Ulrich Weder, the Zurich cantonal prosecutor, had asked the court to sentence Kaloyev to 12 years’ imprisonment. He argued that the crime was clearly premeditated homicide, but fell short of murder because Kaloyev had not acted out of malice.

Call for leniency

Kaloyev was arrested the day after the killing in Zurich. His lawyers pleaded for manslaughter, saying that the defendant was tormented by great psychological distress at the time of the crime. They asked for a more lenient sentence of three years.

The crash killed 71 people, including Kaloyev’s wife and his two children who were on their way to visit him in Spain.

The trial is being closely followed in Russia, especially in Bashkortostan and North Ossetia, where most of the victims, including Kaloyev’s family, came from.

The controller was working the nightshift on his own in Skyguide’s Zurich operations centre when a Russian passenger jet and a DHL cargo place collided in mid-air on his watch.

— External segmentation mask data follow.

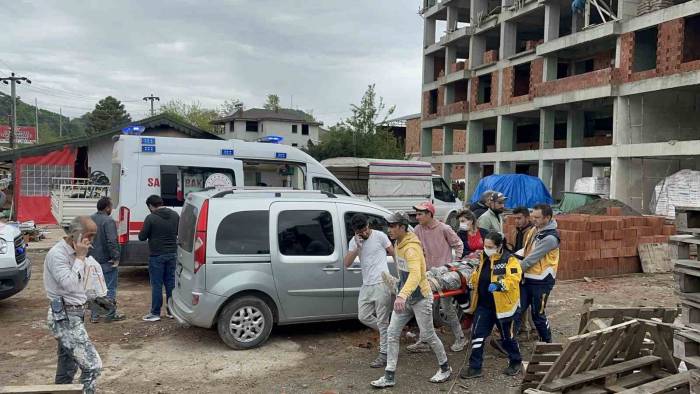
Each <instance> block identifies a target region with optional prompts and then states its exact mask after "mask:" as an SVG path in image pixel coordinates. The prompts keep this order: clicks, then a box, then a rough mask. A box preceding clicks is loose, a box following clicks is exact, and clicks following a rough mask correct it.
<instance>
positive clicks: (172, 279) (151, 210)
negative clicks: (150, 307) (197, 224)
mask: <svg viewBox="0 0 700 394" xmlns="http://www.w3.org/2000/svg"><path fill="white" fill-rule="evenodd" d="M146 205H147V206H148V209H149V210H150V211H151V213H150V214H149V215H148V216H146V220H145V221H144V222H143V228H142V229H141V231H140V232H139V240H140V241H145V240H148V249H149V250H150V257H149V258H148V275H149V276H150V278H151V312H150V313H149V314H147V315H146V316H144V317H143V320H144V321H150V322H155V321H158V320H160V310H161V308H162V306H163V285H165V300H166V306H165V316H166V317H168V318H171V319H172V318H173V316H172V315H171V314H170V310H169V309H168V306H167V302H168V300H170V297H171V296H172V295H173V289H174V288H175V261H176V259H177V226H178V224H179V221H180V216H178V214H177V212H175V211H173V210H172V209H170V208H167V207H164V206H163V199H162V198H160V196H157V195H152V196H150V197H148V198H147V199H146Z"/></svg>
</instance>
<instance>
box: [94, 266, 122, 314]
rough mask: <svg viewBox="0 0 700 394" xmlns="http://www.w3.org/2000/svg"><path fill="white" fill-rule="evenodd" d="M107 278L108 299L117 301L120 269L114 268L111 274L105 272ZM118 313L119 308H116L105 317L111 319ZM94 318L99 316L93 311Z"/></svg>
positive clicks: (111, 311)
mask: <svg viewBox="0 0 700 394" xmlns="http://www.w3.org/2000/svg"><path fill="white" fill-rule="evenodd" d="M103 274H104V276H105V284H106V285H107V298H109V299H110V300H112V301H115V302H116V301H117V286H118V285H119V270H118V268H113V269H112V270H111V271H109V272H103ZM116 313H117V308H114V310H113V311H111V312H109V313H108V314H107V315H105V317H107V318H110V317H114V315H115V314H116ZM91 314H92V318H93V319H97V318H98V317H99V314H98V313H97V312H96V311H94V310H93V311H92V313H91Z"/></svg>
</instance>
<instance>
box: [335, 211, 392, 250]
mask: <svg viewBox="0 0 700 394" xmlns="http://www.w3.org/2000/svg"><path fill="white" fill-rule="evenodd" d="M360 213H361V214H363V215H365V216H367V219H368V222H369V228H371V229H372V230H377V231H381V232H383V233H384V234H388V233H389V223H387V221H386V219H384V218H383V217H380V216H376V215H370V214H368V213H364V212H347V213H345V218H344V219H345V236H346V237H347V239H348V243H349V242H350V240H351V239H352V237H353V236H354V235H355V232H354V231H353V230H352V227H351V226H350V223H351V221H352V217H353V216H355V215H357V214H360Z"/></svg>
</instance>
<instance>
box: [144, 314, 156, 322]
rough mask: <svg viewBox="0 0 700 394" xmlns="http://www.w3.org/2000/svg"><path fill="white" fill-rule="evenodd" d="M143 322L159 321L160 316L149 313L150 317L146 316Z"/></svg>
mask: <svg viewBox="0 0 700 394" xmlns="http://www.w3.org/2000/svg"><path fill="white" fill-rule="evenodd" d="M142 320H143V321H150V322H154V321H159V320H160V316H158V315H154V314H152V313H149V314H148V315H146V316H144V317H143V319H142Z"/></svg>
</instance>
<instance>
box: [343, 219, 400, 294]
mask: <svg viewBox="0 0 700 394" xmlns="http://www.w3.org/2000/svg"><path fill="white" fill-rule="evenodd" d="M357 238H358V237H357V236H354V237H352V239H351V240H350V246H349V249H350V251H351V252H355V251H357V250H358V247H357V241H356V239H357ZM361 244H362V247H361V248H359V250H360V253H359V256H360V267H361V268H362V285H363V286H370V285H376V284H378V283H382V281H383V279H382V272H389V266H388V265H387V263H386V257H387V255H386V248H388V247H389V246H391V241H389V237H387V236H386V234H384V233H383V232H381V231H377V230H372V232H371V233H370V235H369V238H367V239H365V240H363V241H362V242H361Z"/></svg>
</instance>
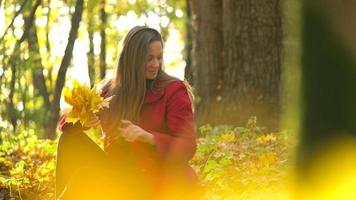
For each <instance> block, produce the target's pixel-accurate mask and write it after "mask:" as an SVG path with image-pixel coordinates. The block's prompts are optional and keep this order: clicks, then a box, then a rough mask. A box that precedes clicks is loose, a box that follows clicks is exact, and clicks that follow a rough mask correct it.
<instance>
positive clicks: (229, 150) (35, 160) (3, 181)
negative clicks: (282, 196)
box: [0, 118, 294, 199]
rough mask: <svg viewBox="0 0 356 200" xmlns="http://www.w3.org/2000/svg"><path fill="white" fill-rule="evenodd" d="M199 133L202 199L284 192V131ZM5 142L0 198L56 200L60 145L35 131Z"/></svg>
mask: <svg viewBox="0 0 356 200" xmlns="http://www.w3.org/2000/svg"><path fill="white" fill-rule="evenodd" d="M199 132H200V135H201V137H199V139H198V148H197V153H196V155H195V157H194V158H193V160H192V161H191V164H192V166H193V167H194V169H195V170H196V171H197V173H198V175H199V178H200V185H201V187H202V188H203V190H204V194H203V196H202V198H203V199H224V198H228V199H229V198H230V199H251V198H262V197H264V198H267V197H270V198H268V199H272V197H280V196H281V195H284V194H285V191H284V190H285V189H286V186H285V184H286V181H285V180H286V178H287V174H288V173H287V172H288V168H287V165H288V163H289V161H290V158H289V154H288V151H289V150H290V147H292V146H293V145H294V142H293V140H291V138H290V137H289V136H288V135H289V134H287V132H286V131H284V132H278V133H268V132H266V131H265V129H263V128H261V127H258V126H257V125H256V121H255V119H254V118H251V119H250V121H249V123H248V124H247V125H246V127H230V126H218V127H211V126H210V125H205V126H202V127H201V128H200V129H199ZM1 140H2V141H3V144H2V145H1V146H0V156H1V159H0V173H1V174H2V178H0V187H1V192H0V196H1V195H5V194H6V195H8V196H12V197H15V199H20V196H21V198H22V199H34V198H35V197H38V198H39V199H49V197H52V196H53V191H54V188H53V187H54V166H55V150H56V143H55V142H51V141H48V140H40V139H38V138H37V137H36V136H35V134H34V132H33V131H23V132H22V133H21V134H20V135H18V136H8V135H7V134H6V133H5V132H3V133H2V137H1ZM271 194H273V195H272V196H271ZM274 199H275V198H274Z"/></svg>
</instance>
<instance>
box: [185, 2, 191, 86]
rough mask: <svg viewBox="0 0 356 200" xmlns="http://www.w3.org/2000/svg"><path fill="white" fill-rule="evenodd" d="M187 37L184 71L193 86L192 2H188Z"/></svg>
mask: <svg viewBox="0 0 356 200" xmlns="http://www.w3.org/2000/svg"><path fill="white" fill-rule="evenodd" d="M185 2H186V9H187V10H186V12H187V19H186V22H185V23H186V34H185V35H186V36H185V63H186V64H185V69H184V78H185V80H187V81H188V82H189V83H190V84H193V72H192V40H193V38H192V34H193V33H192V29H193V28H192V11H191V8H190V1H189V0H186V1H185Z"/></svg>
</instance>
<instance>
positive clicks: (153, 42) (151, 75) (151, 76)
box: [145, 41, 163, 80]
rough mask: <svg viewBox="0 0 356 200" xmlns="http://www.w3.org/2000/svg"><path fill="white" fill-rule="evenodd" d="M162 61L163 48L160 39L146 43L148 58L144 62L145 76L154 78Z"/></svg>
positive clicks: (162, 54)
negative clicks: (145, 66) (147, 53)
mask: <svg viewBox="0 0 356 200" xmlns="http://www.w3.org/2000/svg"><path fill="white" fill-rule="evenodd" d="M162 63H163V48H162V43H161V42H160V41H153V42H151V43H150V44H149V45H148V60H147V62H146V69H145V76H146V78H147V79H151V80H152V79H155V78H156V77H157V75H158V71H159V69H160V68H161V66H162Z"/></svg>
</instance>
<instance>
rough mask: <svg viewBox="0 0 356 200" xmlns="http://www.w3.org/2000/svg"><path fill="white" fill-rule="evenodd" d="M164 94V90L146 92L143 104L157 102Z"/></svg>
mask: <svg viewBox="0 0 356 200" xmlns="http://www.w3.org/2000/svg"><path fill="white" fill-rule="evenodd" d="M164 93H165V90H164V89H161V90H158V91H152V90H147V92H146V95H145V99H144V100H143V104H148V103H153V102H155V101H158V100H159V99H161V98H162V97H163V95H164Z"/></svg>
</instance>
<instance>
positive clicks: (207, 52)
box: [191, 0, 223, 124]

Three months after his death, Germany’s Aircraft Accident Investigation Bureau partially blamed the controller for the crash.

swissinfo with agencies

On July 1, 2002, a Bashkirian Airlines passenger jet collided with a DHL cargo plane in Swiss air space, killing 71 people, 45 of them children.

On February 24, 2004, a Skyguide air traffic controller, who was on duty at the time of the accident, was stabbed to death. The next day, Russian architect Vitaly Kaloyev, whose wife and two children died in the crash, was arrested by police.

On October 26, 2005, Kaloyev was found guilty of intentional killing by a Zurich court.